The SEMAPHORES section of SHOW ENGINE INNODB STATUS output
will no longer include any information about InnoDB rw-locks,
only TTASEventMutex (cmake -DMUTEXTYPE=event) waits.
This will make a part of the 'innotop' script dead code.
The block_lock buf_block_t::lock will not be covered by any
PERFORMANCE_SCHEMA instrumentation.
SHOW ENGINE INNODB MUTEX and INFORMATION_SCHEMA.INNODB_MUTEXES
will no longer output source code file names or line numbers.
The dict_index_t::lock will be identified by index and table names,
which should be much more useful. PERFORMANCE_SCHEMA is lumping
information about all dict_index_t::lock together as
event_name='wait/synch/sxlock/innodb/index_tree_rw_lock'.
buf_page_free(): Remove the file,line parameters.
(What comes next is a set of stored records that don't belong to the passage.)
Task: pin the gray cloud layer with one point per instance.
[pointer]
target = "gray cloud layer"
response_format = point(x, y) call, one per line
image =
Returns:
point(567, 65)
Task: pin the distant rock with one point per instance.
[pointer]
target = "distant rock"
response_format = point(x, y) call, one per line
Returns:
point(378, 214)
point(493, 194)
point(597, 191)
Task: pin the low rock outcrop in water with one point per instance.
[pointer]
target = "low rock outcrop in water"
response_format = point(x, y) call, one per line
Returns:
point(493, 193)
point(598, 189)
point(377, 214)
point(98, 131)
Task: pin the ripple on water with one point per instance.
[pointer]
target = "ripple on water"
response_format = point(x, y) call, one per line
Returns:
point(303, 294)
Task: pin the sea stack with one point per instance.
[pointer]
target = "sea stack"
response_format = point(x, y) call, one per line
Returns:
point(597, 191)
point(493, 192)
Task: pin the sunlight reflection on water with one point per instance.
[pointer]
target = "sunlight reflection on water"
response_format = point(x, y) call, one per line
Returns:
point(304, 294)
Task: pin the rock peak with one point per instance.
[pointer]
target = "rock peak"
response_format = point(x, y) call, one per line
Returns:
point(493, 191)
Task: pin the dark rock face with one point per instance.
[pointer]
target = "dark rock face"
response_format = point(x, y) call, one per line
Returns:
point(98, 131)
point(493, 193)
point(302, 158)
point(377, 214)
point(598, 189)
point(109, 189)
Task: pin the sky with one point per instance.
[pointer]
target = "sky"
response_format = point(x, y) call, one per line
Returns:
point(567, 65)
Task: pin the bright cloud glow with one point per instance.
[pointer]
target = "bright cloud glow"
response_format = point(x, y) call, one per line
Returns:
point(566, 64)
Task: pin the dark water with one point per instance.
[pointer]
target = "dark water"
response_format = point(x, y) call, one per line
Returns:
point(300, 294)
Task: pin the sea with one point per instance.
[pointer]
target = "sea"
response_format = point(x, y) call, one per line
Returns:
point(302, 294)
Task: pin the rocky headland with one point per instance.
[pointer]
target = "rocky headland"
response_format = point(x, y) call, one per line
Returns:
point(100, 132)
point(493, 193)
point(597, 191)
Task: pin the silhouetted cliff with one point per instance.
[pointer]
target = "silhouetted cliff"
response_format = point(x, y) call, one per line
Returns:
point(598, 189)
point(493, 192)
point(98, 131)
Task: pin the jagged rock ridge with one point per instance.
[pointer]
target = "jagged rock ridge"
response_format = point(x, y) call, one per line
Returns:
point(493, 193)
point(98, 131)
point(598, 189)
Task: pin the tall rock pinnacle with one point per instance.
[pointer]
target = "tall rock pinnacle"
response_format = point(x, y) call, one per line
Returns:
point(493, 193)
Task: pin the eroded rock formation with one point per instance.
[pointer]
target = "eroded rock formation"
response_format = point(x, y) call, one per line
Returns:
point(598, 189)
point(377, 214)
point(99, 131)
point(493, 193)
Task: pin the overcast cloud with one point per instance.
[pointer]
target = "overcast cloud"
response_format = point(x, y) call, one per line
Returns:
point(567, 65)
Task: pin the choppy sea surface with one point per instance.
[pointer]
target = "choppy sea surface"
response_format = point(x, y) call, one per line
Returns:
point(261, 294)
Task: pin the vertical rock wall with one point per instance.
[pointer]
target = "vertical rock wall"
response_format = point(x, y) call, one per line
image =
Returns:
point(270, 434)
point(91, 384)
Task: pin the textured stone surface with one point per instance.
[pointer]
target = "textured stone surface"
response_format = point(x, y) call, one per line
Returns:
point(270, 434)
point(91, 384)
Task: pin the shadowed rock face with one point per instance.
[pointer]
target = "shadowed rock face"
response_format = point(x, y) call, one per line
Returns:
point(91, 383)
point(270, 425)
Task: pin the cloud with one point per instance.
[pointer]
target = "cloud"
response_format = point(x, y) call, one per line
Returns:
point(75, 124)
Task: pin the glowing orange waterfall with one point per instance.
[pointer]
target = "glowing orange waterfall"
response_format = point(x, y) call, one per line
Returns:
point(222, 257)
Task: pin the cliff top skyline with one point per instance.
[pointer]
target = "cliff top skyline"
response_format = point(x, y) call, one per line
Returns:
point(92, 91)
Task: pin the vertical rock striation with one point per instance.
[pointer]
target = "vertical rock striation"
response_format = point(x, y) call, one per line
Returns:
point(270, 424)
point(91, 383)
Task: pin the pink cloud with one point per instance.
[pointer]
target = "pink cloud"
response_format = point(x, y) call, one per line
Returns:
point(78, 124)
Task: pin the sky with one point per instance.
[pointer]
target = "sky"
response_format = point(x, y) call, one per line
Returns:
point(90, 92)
The sux_lock will
not store such diagnostic information.
buf_block_dbg_add_level(): Define as empty macro, to be removed
in a subsequent commit.
Unless the build was configured with cmake -DPLUGIN_PERFSCHEMA=NO
the index_lock dict_index_t::lock will be instrumented via
PERFORMANCE_SCHEMA. Similar to
commit 1669c8890c
we will distinguish lock waits by registering shared_lock,exclusive_lock
events instead of try_shared_lock,try_exclusive_lock.
Actual 'try' operations will not be instrumented at all.
rw_lock_list: Remove. After MDEV-24167, this only covered
buf_block_t::lock and dict_index_t::lock. We will output their
information by traversing buf_pool or dict_sys.